Diversification Opportunities for Kamat Hotels and GACM Technologies
0.4 | Correlation Coefficient |
Very weak diversification
The 3 months correlation between Kamat and GACM is 0.4. Overlapping area represents the amount of risk that can be diversified away by holding Kamat Hotels Limited and GACM Technologies Limited in the same portfolio, assuming nothing else is changed. The correlation between historical prices or returns on GACM Technologies and Kamat Hotels is a relative statistical measure of the degree to which these equity instruments tend to move together. The correlation coefficient measures the extent to which returns on Kamat Hotels Limited are associated (or correlated) with GACM Technologies. Values of the correlation coefficient range from -1 to +1, where. The correlation of zero (0) is possible when the price movement of GACM Technologies has no effect on the direction of Kamat Hotels i.e., Kamat Hotels and GACM Technologies go up and down completely randomly.

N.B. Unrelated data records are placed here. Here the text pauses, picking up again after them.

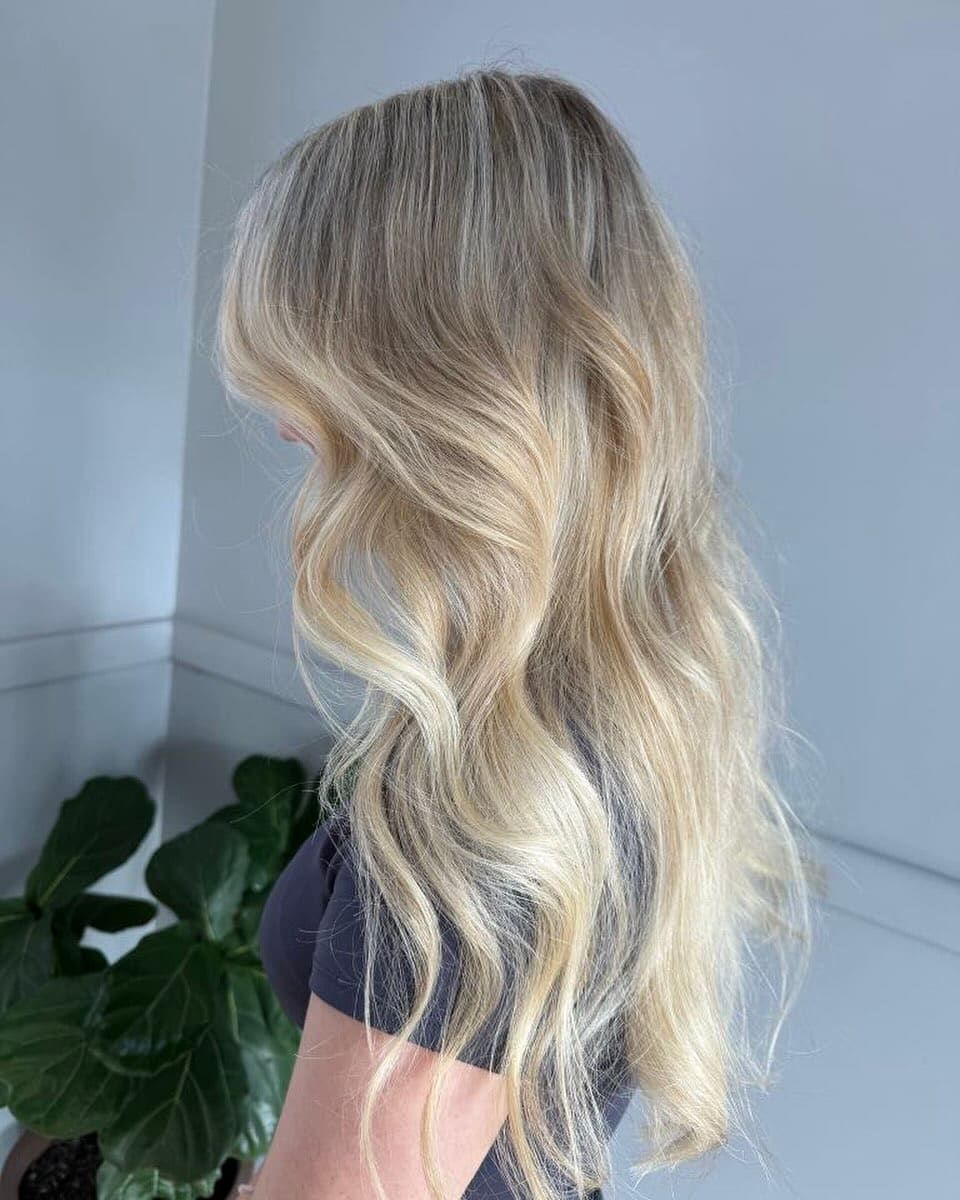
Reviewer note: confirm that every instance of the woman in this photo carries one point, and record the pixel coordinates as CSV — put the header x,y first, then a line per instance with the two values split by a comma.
x,y
561,823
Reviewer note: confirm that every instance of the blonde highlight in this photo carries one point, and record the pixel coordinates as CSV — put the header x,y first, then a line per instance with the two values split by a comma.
x,y
515,533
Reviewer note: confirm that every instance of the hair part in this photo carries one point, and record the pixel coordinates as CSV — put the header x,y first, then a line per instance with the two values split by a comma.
x,y
468,299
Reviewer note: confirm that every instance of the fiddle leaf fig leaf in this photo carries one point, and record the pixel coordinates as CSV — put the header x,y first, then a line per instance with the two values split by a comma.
x,y
267,791
183,1120
108,913
201,875
148,1183
268,1042
96,831
27,951
159,996
73,959
55,1084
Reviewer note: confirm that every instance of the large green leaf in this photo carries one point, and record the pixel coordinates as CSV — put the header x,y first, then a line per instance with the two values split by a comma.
x,y
183,1120
267,791
97,829
72,958
27,953
57,1085
202,875
159,996
108,913
149,1185
268,1042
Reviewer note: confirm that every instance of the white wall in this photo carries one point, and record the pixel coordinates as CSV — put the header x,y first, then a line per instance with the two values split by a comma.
x,y
101,132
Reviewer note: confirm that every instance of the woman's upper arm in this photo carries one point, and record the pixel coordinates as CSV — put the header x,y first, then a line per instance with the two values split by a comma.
x,y
316,1149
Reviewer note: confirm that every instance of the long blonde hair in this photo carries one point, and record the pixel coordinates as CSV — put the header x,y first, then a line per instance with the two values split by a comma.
x,y
467,299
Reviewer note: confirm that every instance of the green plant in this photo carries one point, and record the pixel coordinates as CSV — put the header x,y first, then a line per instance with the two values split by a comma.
x,y
178,1054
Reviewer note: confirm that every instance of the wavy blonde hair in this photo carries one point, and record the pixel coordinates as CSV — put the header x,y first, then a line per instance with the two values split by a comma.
x,y
466,298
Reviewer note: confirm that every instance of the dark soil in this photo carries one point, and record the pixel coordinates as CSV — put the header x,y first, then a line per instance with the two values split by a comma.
x,y
67,1170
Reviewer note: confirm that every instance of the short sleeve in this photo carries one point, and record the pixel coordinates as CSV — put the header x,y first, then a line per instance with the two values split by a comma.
x,y
337,976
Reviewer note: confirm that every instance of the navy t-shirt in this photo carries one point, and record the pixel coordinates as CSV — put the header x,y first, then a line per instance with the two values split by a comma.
x,y
312,941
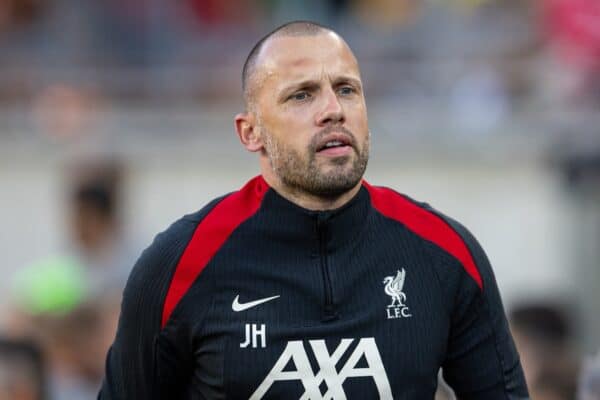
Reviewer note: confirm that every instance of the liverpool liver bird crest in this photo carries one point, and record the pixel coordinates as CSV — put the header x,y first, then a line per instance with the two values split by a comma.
x,y
393,288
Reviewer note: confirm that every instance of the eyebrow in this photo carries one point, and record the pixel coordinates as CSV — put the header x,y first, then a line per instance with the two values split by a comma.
x,y
313,84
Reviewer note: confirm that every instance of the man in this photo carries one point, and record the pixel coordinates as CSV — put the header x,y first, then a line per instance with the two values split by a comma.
x,y
309,283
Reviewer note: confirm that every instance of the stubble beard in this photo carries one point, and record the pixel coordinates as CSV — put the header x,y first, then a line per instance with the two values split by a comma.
x,y
302,174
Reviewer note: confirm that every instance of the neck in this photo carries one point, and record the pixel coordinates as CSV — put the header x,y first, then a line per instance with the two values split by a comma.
x,y
307,200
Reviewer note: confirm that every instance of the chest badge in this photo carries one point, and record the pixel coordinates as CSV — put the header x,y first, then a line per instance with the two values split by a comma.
x,y
393,288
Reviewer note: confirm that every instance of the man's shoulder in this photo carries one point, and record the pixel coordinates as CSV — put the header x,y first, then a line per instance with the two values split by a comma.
x,y
432,226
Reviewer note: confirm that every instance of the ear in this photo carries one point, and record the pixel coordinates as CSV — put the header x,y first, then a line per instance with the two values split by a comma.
x,y
245,127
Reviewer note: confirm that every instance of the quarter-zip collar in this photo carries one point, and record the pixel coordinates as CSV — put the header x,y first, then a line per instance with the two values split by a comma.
x,y
340,226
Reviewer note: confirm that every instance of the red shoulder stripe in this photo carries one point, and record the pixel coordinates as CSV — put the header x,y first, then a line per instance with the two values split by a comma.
x,y
209,236
425,224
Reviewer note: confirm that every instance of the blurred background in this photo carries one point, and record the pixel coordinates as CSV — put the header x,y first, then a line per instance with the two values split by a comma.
x,y
116,118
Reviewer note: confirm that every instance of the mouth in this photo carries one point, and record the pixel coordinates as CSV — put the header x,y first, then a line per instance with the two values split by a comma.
x,y
334,144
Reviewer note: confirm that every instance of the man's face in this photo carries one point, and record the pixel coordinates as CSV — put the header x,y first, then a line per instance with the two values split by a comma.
x,y
311,114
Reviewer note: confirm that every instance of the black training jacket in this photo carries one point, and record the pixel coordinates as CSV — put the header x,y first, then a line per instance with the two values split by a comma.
x,y
254,297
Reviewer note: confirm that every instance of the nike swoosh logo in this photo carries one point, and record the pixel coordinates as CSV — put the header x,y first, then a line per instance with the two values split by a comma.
x,y
237,306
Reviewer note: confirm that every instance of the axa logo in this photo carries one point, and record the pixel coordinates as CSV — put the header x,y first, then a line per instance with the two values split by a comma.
x,y
393,288
328,369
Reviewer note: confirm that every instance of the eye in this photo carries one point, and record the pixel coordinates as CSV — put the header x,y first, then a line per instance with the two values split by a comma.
x,y
300,96
346,90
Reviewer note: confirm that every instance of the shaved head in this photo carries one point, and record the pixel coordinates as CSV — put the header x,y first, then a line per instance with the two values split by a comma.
x,y
294,28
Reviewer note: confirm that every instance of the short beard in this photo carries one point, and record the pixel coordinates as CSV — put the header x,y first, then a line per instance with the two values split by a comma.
x,y
302,175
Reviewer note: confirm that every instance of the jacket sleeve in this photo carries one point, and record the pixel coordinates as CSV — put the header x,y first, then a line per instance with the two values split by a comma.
x,y
134,357
482,361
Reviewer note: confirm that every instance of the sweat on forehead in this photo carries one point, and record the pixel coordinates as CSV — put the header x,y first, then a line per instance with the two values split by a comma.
x,y
295,28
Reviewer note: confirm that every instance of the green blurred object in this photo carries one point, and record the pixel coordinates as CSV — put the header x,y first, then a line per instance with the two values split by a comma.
x,y
54,285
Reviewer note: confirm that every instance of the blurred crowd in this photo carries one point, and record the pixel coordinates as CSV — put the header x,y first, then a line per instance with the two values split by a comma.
x,y
495,55
66,58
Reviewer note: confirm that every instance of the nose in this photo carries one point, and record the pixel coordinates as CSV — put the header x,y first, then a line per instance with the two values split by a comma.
x,y
331,111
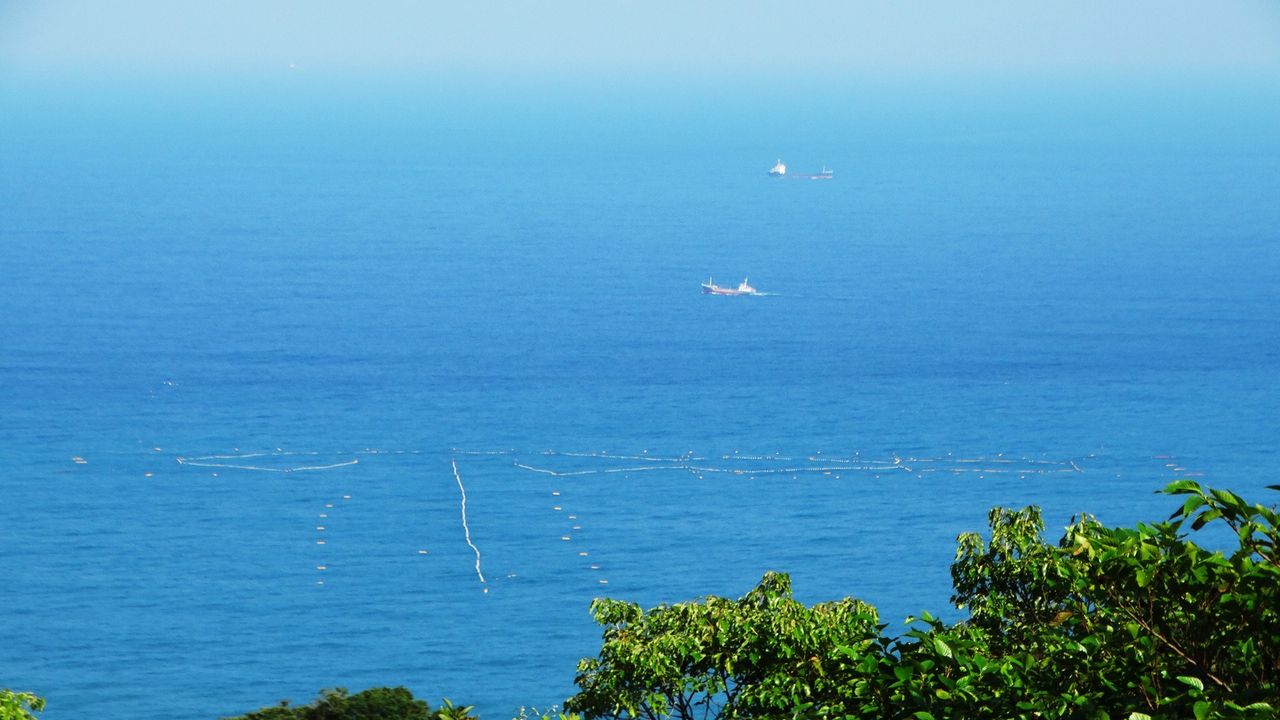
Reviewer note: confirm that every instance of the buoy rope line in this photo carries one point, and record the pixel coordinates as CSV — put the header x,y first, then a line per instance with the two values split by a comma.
x,y
466,531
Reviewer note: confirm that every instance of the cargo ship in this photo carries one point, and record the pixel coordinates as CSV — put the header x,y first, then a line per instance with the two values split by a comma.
x,y
743,288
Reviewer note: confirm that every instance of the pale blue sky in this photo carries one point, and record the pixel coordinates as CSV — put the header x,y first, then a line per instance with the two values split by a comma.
x,y
654,37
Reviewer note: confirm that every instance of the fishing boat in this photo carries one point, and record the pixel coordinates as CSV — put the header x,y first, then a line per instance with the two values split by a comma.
x,y
743,288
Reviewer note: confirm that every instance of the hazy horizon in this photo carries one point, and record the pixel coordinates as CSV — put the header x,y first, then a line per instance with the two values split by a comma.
x,y
641,41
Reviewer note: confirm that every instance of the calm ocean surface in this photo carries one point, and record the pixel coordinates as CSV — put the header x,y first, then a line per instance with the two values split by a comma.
x,y
1022,282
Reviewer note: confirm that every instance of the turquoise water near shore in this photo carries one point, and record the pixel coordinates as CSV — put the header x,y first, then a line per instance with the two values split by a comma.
x,y
1023,282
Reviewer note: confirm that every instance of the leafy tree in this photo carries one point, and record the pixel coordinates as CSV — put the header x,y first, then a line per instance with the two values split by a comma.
x,y
374,703
19,706
1110,623
762,655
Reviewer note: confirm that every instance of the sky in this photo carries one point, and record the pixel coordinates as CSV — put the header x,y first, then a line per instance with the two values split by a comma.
x,y
728,39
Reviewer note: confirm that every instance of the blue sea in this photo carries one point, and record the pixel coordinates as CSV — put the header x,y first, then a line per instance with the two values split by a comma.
x,y
250,331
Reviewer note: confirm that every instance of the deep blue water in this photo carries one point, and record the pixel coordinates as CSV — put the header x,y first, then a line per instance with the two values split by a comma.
x,y
1072,276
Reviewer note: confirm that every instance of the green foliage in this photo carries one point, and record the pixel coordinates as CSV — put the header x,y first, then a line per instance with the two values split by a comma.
x,y
374,703
1110,623
762,655
19,706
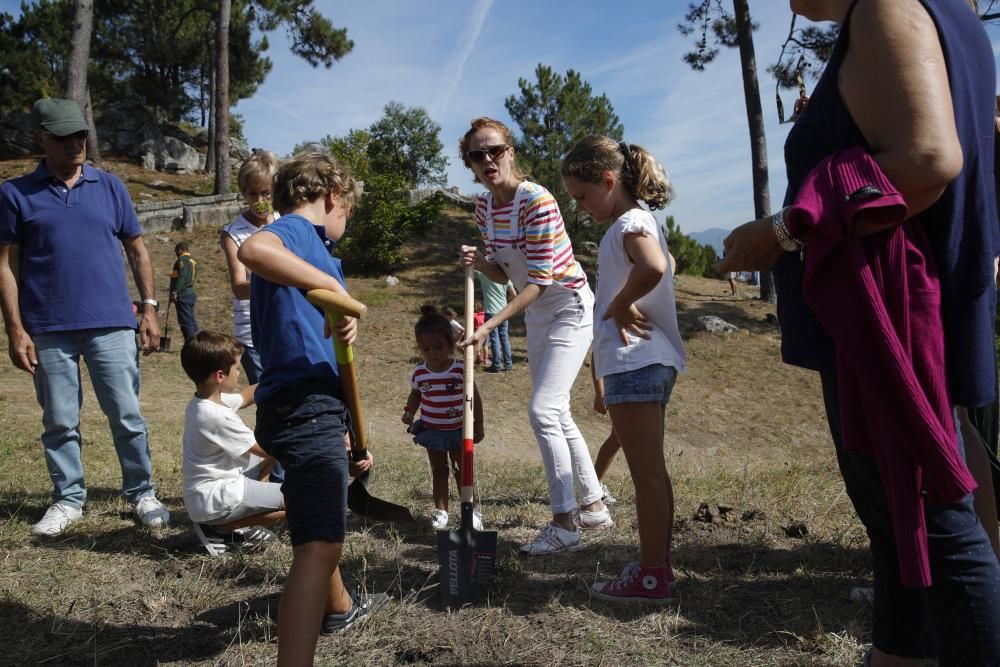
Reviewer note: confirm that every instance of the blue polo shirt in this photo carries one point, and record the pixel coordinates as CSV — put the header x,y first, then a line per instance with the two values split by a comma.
x,y
72,272
287,330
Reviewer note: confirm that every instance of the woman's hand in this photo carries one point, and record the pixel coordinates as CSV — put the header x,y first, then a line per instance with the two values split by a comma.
x,y
469,255
346,330
476,339
750,247
628,319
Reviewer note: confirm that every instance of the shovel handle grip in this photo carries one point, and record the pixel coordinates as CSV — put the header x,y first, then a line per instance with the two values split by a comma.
x,y
337,306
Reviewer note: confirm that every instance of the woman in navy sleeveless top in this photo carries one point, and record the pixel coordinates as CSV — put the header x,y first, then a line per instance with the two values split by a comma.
x,y
911,82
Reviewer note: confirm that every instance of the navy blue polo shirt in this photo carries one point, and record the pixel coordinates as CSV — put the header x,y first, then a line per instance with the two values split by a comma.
x,y
72,272
287,330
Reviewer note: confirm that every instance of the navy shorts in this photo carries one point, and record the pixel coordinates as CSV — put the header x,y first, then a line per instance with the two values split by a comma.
x,y
649,384
304,428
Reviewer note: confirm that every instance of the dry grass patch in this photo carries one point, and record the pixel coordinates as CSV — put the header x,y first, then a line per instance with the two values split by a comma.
x,y
744,433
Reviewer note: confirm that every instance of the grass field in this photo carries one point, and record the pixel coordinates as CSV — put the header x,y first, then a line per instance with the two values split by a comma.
x,y
745,437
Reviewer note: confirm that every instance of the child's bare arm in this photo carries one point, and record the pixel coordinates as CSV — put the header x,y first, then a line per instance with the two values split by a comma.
x,y
649,265
265,254
412,404
247,395
478,425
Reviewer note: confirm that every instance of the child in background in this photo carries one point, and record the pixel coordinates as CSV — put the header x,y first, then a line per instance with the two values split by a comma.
x,y
456,326
637,345
182,290
437,389
479,319
256,181
226,486
301,419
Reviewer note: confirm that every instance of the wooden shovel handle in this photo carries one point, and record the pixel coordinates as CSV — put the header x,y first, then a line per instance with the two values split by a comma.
x,y
336,306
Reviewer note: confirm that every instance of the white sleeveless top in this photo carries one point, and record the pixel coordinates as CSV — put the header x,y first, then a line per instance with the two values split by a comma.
x,y
613,267
239,230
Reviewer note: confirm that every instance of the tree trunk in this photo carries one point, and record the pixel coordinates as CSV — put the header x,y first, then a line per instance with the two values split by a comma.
x,y
76,69
755,119
222,168
210,153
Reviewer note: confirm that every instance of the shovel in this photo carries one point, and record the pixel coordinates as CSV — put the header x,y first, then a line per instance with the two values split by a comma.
x,y
165,338
359,501
467,556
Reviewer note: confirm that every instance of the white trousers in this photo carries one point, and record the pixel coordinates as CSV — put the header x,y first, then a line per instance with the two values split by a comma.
x,y
559,331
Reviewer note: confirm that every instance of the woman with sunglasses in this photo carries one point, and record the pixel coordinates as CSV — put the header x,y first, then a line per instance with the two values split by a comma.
x,y
884,267
526,242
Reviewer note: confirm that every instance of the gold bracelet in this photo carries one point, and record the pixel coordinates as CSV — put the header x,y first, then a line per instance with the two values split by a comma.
x,y
785,239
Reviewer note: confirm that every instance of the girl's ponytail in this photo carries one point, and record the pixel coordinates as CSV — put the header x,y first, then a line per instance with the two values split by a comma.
x,y
638,170
644,177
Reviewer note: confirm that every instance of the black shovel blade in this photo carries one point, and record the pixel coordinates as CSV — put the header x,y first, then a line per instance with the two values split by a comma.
x,y
467,558
364,504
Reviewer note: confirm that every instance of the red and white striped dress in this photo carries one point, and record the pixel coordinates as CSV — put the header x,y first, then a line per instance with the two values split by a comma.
x,y
441,396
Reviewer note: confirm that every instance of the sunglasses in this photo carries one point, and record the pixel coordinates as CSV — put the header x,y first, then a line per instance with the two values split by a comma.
x,y
477,155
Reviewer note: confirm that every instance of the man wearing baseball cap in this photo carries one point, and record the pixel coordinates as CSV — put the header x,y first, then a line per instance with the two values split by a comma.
x,y
64,295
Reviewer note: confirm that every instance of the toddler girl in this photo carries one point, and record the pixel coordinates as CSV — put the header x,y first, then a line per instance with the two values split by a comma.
x,y
437,389
637,346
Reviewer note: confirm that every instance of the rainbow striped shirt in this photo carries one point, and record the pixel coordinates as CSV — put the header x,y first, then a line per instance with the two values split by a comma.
x,y
539,234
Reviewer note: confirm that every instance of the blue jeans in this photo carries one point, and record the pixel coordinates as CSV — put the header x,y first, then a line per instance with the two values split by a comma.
x,y
500,345
185,314
958,618
111,359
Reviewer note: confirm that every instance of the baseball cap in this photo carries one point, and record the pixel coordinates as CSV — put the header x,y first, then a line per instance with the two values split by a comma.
x,y
58,117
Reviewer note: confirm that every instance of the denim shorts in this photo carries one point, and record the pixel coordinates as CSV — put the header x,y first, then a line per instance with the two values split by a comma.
x,y
649,384
436,440
304,428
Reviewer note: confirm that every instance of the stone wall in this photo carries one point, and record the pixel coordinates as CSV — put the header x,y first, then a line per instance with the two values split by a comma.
x,y
164,216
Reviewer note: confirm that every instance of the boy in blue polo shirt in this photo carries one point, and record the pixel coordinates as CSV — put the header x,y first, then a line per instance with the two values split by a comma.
x,y
301,419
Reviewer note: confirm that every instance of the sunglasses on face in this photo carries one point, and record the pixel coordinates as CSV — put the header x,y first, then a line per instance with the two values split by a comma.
x,y
478,155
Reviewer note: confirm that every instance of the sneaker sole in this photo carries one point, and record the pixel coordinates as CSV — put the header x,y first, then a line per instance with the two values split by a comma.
x,y
570,549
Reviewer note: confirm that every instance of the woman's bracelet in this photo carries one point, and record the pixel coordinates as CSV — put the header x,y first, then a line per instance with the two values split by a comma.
x,y
785,239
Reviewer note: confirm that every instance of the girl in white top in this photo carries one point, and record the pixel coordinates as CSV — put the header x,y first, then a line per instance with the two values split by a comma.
x,y
526,242
255,181
637,346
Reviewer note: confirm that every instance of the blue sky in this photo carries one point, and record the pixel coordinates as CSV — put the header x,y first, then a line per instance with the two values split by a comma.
x,y
461,59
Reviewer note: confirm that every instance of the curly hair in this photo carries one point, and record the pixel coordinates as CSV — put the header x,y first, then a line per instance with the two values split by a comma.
x,y
640,173
307,176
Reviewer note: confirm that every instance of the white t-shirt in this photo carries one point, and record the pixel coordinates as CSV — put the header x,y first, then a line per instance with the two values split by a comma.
x,y
613,267
239,230
216,453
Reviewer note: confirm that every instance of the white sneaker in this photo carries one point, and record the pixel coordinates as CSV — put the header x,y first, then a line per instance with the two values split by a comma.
x,y
151,512
57,518
600,520
553,539
439,519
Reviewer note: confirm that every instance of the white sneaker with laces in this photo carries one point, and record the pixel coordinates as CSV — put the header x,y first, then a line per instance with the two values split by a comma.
x,y
599,520
57,518
553,539
439,519
606,496
151,512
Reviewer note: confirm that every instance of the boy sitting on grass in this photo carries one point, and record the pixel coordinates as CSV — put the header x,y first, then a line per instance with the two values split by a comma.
x,y
301,418
226,489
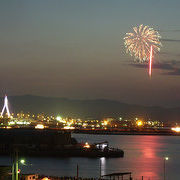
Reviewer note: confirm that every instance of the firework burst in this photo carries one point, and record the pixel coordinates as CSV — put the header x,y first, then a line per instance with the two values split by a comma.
x,y
139,42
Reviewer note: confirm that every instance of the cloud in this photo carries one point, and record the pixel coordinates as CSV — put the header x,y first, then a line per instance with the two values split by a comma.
x,y
171,67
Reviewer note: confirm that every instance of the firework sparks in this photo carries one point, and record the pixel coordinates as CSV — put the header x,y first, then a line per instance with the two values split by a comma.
x,y
139,42
150,62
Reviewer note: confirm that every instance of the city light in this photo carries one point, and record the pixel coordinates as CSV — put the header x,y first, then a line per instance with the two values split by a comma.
x,y
86,145
5,107
139,123
39,126
176,129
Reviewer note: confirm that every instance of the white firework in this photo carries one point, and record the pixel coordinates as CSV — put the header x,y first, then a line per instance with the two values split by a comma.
x,y
139,42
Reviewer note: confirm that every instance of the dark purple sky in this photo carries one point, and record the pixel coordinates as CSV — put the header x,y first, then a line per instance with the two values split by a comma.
x,y
74,49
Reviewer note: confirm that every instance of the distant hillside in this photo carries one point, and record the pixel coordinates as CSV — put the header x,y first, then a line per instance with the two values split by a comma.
x,y
89,108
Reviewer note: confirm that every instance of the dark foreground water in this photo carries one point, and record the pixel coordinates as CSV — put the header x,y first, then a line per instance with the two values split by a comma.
x,y
143,157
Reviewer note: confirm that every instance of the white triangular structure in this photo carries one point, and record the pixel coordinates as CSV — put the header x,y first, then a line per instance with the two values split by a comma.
x,y
5,107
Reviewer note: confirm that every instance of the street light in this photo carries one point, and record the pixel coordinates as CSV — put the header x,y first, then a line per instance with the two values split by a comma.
x,y
165,159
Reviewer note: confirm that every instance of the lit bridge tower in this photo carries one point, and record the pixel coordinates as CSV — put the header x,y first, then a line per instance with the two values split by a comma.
x,y
5,107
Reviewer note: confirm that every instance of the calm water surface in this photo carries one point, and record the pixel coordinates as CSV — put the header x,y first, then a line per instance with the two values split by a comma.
x,y
143,157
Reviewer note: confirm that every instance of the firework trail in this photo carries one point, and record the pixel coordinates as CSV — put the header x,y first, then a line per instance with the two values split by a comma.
x,y
150,62
139,43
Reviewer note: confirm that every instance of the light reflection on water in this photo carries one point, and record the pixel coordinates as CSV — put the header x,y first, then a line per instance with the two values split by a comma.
x,y
143,157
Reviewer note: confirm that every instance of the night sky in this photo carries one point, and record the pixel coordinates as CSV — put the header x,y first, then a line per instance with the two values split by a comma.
x,y
74,49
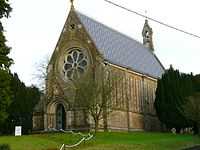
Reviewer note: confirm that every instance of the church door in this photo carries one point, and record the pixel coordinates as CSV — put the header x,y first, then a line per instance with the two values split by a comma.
x,y
60,117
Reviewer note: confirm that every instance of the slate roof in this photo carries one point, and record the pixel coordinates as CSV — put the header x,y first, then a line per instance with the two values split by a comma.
x,y
122,50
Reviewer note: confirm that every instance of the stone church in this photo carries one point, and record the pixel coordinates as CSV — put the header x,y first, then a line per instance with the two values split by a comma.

Pair Corralation between Kamat Hotels and GACM Technologies
Assuming the 90 days trading horizon Kamat Hotels Limited is expected to generate 0.76 times more return on investment than GACM Technologies. However, Kamat Hotels Limited is 1.32 times less risky than GACM Technologies. It trades about -0.05 of its potential returns per unit of risk. GACM Technologies Limited is currently generating about -0.08 per unit of risk. If you would invest 21,864 in Kamat Hotels Limited on August 29, 2024 and sell it today you would lose (768.00) from holding Kamat Hotels Limited or give up 3.51% of portfolio value over 90 days.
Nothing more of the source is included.